Verso una stagione agricola sicura ed efficiente.
Il Dipartimento dell'Agricoltura e dell'Ambiente ha incaricato le sue unità subordinate di rafforzare le attività di ispezione e monitoraggio delle aree di acquacoltura. Il sistema di monitoraggio e allerta ambientale delle acque viene regolarmente aggiornato nei distretti chiave per fornire informazioni tempestive agli allevatori ittici.
La vicedirettrice del Dipartimento dell'Agricoltura e dell'Ambiente, Dinh Thi Phuong Khanh, ha sottolineato: "Durante la stagione delle piogge, il rischio di malattie dei gamberi è molto elevato. Pertanto, il dipartimento continua a coordinarsi con le autorità locali, le cooperative e le cooperative di acquacoltura per fornire assistenza tecnica, distribuire documenti e diramare avvisi tempestivi agli allevatori. Incoraggiamo gli allevatori a riunirsi in cooperative e cooperative di acquacoltura per condividere esperienze, ridurre i costi e gestire al meglio le malattie."
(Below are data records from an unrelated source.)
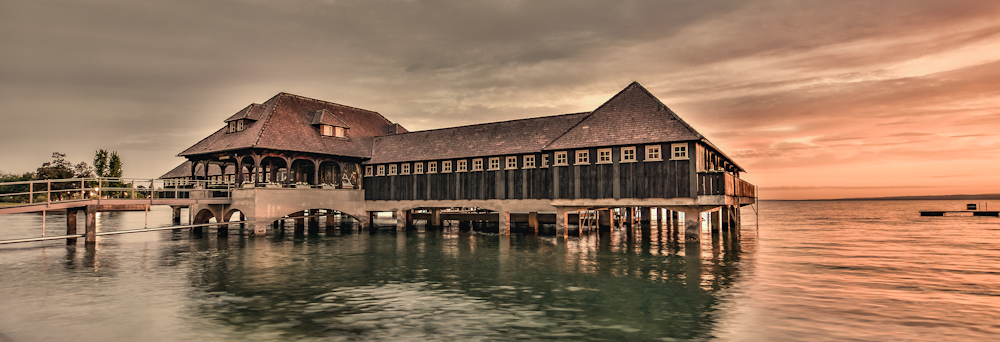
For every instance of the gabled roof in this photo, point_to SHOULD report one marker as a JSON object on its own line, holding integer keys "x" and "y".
{"x": 489, "y": 139}
{"x": 184, "y": 170}
{"x": 284, "y": 124}
{"x": 633, "y": 116}
{"x": 324, "y": 117}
Inoltre, la provincia invita le imprese a investire nella trasformazione profonda e a sviluppare una filiera che comprenda l'intero ciclo produttivo, dagli animali da riproduzione ai mangimi, dalle tecniche di allevamento al consumo. Ciò non solo contribuirà a stabilizzare i prezzi di vendita, ma creerà anche le condizioni affinché gli agricoltori possano applicare con sicurezza le misure di biosicurezza, limitare l'uso di antibiotici e prodotti chimici e orientarsi verso una produzione sostenibile.
“Gli agricoltori non devono assolutamente scaricare acque reflue non trattate dai loro stagni nei canali e nei fossi, poiché ciò inquina l'ambiente e diffonde malattie. Gli enti competenti continueranno a sostenerli, ma la cosa più importante è la sensibilizzazione proattiva degli agricoltori. Quando gli agricoltori padroneggeranno le tecniche e seguiranno le raccomandazioni, il rischio di focolai di malattie diminuirà e la produttività sarà più stabile”, ha affermato la signora Dinh Thi Phuong Khanh.